Aku selalu berpikir aku hanya menerima hal lain dari Lucy, tapi Lucy berpikir aku hanya memberikannya padanya.
…Sungguh bodoh.
“Sebenarnya, aku sering ingin mengatakan betapa berterima kasihnya aku. Aku ingin mengucapkan terima kasih setiap kali Joy membantuku. Aku ingin memujinya setiap kali ada sesuatu yang terjadi di Academy.”
Lucy menggigit-gigit jari-jarinya sambil menundukkan kepala, telinganya sedikit memerah.
Ia pasti malu mengatakan hal-hal yang membuat orang salah paham.
Tetapi alasan ia tidak menghentikan kata-katanya mungkin karena itulah kata-kata yang harus disampaikan.
“Aku juga sama, Lucy.”
“Ya?”
“Aku selalu ingin bilang betapa berterima kasihnya aku. Aku ingin bilang kamu baik. Kamu lucu. Aku senang karenamu. Tapi aku malu dan tidak bisa mengatakannya.”
“Uh. Uh uh uh?”
“Jadi kau tidak perlu merasa bersalah. Kita sama-sama manusia.”
“Be. Benarkah?”
“Ah! Kalau dipikir-pikir, mulai sekarang Lucy akan banyak bicara padaku, kan? Mengatakan terima kasih. Senang. Cantik. Suka.”
“Ma. Mungkin?”
“Itu sudah cukup. Lucy. Aku akan menantikannya.”

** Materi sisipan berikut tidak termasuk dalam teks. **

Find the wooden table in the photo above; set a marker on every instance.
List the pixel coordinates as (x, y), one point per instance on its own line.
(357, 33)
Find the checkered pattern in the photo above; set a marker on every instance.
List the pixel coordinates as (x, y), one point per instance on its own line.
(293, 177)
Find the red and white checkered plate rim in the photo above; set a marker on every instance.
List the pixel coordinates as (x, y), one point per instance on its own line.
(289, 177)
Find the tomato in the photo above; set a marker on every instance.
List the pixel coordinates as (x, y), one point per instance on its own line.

Lucy, yang berkeringat dingin, jelas menunjukkan ekspresi kesulitan, tetapi ia tidak mengatakan bahwa ia tidak bisa melakukannya.

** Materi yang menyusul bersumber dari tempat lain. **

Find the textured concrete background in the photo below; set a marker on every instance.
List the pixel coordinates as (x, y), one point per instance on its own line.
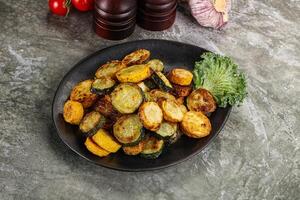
(256, 156)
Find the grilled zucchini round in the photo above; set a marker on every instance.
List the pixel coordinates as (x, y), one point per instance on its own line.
(151, 115)
(156, 65)
(103, 85)
(134, 150)
(91, 122)
(181, 91)
(143, 87)
(152, 148)
(109, 69)
(73, 112)
(137, 57)
(162, 82)
(106, 141)
(201, 100)
(94, 148)
(155, 95)
(180, 76)
(171, 111)
(82, 93)
(195, 124)
(105, 107)
(126, 98)
(183, 108)
(128, 130)
(166, 130)
(134, 74)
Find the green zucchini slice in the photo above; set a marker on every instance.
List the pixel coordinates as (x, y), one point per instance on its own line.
(150, 83)
(128, 130)
(91, 122)
(143, 87)
(152, 147)
(166, 130)
(162, 82)
(156, 65)
(102, 85)
(126, 98)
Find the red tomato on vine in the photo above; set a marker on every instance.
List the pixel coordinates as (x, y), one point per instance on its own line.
(59, 7)
(83, 5)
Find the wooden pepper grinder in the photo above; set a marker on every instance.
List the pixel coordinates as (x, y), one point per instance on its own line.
(156, 15)
(115, 19)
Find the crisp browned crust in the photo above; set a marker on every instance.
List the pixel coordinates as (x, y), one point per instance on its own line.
(201, 100)
(180, 76)
(105, 107)
(156, 94)
(181, 91)
(171, 111)
(73, 112)
(82, 93)
(134, 74)
(134, 150)
(137, 57)
(109, 69)
(195, 124)
(151, 115)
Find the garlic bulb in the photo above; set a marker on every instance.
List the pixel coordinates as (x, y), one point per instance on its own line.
(210, 13)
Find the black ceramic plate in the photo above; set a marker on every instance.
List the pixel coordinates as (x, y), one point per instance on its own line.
(173, 54)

Bahkan setelah kutukan itu hilang, Lucy tetaplah Lucy.
Gadis yang berpura-pura sombong dan angkuh, tetapi sebenarnya lembut.

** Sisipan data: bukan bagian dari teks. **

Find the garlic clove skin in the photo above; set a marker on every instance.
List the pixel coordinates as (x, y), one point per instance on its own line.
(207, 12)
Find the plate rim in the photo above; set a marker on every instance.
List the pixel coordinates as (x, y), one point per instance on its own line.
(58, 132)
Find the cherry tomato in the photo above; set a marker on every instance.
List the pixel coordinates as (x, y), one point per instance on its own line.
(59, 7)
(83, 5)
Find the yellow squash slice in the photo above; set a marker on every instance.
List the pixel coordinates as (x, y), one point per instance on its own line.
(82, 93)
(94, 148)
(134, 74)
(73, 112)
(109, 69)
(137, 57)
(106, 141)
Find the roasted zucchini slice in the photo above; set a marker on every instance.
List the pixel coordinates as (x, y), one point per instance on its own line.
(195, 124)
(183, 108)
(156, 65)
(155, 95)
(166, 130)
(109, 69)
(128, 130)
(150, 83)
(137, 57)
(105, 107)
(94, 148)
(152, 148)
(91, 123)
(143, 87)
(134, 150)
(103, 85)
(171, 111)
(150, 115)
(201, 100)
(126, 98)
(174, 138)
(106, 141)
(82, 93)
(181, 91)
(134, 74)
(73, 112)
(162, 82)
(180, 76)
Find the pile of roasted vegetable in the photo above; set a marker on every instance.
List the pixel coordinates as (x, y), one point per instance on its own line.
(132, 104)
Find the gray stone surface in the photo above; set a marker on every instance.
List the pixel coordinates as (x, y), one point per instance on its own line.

Tidak, setelah kutukan itu hilang, ia menjadi lebih mudah digoda.
Sekarang, ketika ia mencoba berpura-pura kuat, itu sangat terlihat.
*Hee hee hee.* Kira-kira bagaimana reaksinya kalau aku memakaikan pakaian lucu pada Lucy yang seperti ini.
Meskipun ia membencinya sebelumnya, sekarang ia pasti akan mengeluarkan suara-suara lucu yang luar biasa.
“…Joy. Tatapan matamu seperti pervert.”
“Kau keterlaluan. Di mana tatapan murni mataku terlihat seperti itu?”
“Bukan hanya tatapan matamu! Gerakan tanganmu, caramu berbicara, semuanya!”
“Itu pasti perasaanmu saja. Aku adalah seorang Duke Young Lady yang agung?”
“Padahal kau bodoh!”
Reaksi jujurnya sangat lucu sehingga aku tanpa sadar terus menggodanya.
Namun, aku harus segera berhenti.
Lucy tidak hanya harus memberi salam padaku.
“Haaamm. Lucy. Aku mulai mengantuk.”
“Ah. Begitukah? Jadi tidur lebih penting daripada aku?”
“Bukan begitu. Akan egois jika aku menguasai Lucy sendirian.”
“…Ha! Kau perhatian sekali dengan hal yang tidak perlu. Tapi kalau begitu, kau mungkin akan tergeser dari belakang?”
“Aku harus berdoa agar hal itu tidak terjadi.”
Saat Joy tertawa canggung, Lucy tersenyum jahil dan membalikkan badannya.
“Selamat tidur.”
“Lucy juga. Semoga malammu menyenangkan.”
Setelah Lucy menghilang dengan cahaya lembut, Joy yang ditinggal sendirian meletakkan kepalanya di bantal.
Hari ini, ia merasa akan bermimpi indah.